Elle hocha la tête, cherchant à esquiver la discussion qu'elle commençait à trouver dangereuse mais son fils demanda alors d'une voix grave qu'elle ne lui connaissait pas :
— Maman, qui est mon Papa ?...
Aileen n'avait jamais menti à son fils qui avait toujours su qu'Andrei n'était qu'une couverture même s'il ne comprenait pas très bien pourquoi. La jeune femme refusait de ne pas dire la vérité sur un point aussi important à son enfant, mais en même temps elle ne pouvait pas prendre le risque de la lui dire maintenant...
Le commandant les regarda un instant, puis salua Aileen, décidant visiblement que le reste de la conversation ne le concernait pas. Il quitta la pièce, avant de sortir des appartements et la reine entendit les portes qui se refermaient tandis qu'elle plongeait son regard dans celui de son fils.
— Theobald, écoute-moi bien. Je te dirai la vérité, tu as ma parole, mais quand tu seras assez grand pour comprendre.
L'enfant la regarda gravement, sans chercher à tergiverser et toujours sous le coup de la panique qu'il avait ressenti en se transformant.
— Vous me le direz quand ?
Sachant qu'il allait prendre sa réponse très au sérieux, Aileen lui ébouriffa ses cheveux sombre d'un geste amusé de la main avant de répondre gravement avec calme :
— Disons à ta majorité. Tu sauras qui est ton père à tes dix-huit ans. En attendant, continue de faire semblant que c'est Andrei pour tout le monde, d'accord ?
Le petit garçon hocha la tête sentencieusement, comme s'il se rendait compte de la gravité exacte de la situation puis il demanda :
— Maman comment faire pour ne pas me... me transformer ?

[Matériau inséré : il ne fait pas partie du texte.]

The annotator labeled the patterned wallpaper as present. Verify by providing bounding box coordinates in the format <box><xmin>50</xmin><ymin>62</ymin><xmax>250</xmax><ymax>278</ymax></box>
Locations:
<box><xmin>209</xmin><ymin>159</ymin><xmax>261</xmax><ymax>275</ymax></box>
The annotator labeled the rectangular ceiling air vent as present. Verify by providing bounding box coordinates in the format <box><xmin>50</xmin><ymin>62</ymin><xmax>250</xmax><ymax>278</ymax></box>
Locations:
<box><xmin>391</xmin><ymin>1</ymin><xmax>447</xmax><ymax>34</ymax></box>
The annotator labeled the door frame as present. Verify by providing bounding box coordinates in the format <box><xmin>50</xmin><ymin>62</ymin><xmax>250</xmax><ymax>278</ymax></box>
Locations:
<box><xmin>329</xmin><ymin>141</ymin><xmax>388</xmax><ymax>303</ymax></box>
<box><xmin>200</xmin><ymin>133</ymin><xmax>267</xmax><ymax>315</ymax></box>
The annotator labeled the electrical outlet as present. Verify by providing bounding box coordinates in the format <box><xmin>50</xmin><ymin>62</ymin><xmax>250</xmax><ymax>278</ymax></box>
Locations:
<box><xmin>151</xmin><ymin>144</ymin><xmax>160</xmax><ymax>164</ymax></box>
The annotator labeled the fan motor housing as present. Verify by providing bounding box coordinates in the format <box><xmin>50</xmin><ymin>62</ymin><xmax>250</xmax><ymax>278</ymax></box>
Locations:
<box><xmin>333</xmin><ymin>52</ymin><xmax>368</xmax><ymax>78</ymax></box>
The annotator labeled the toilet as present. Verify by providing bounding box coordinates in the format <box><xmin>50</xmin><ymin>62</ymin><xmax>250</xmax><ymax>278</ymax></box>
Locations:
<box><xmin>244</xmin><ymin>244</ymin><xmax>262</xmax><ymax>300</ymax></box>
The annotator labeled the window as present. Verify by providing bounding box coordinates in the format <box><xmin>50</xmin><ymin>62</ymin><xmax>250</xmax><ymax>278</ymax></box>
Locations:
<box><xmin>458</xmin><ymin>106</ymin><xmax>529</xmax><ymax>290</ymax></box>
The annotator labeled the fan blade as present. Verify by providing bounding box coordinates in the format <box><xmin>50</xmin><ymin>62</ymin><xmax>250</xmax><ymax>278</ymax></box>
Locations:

— On va y arriver chéri. Il va falloir que tu t'entraines... et en attendant tu ne viendras plus avec moi aux réunions, je n'ai pas envie de prendre de risque.
Et elle serra doucement de nouveau son fils contre elle, sans savoir si c'était à lui ou à elle qu'elle voulait insuffler du courage. Qu'aurait dit Rodolphe de toute la scène qui venait d'avoir lieu ?
Elle aurait adoré l'avoir devant elle pour le lui demander... Quand cesserait-elle de l'aimer ?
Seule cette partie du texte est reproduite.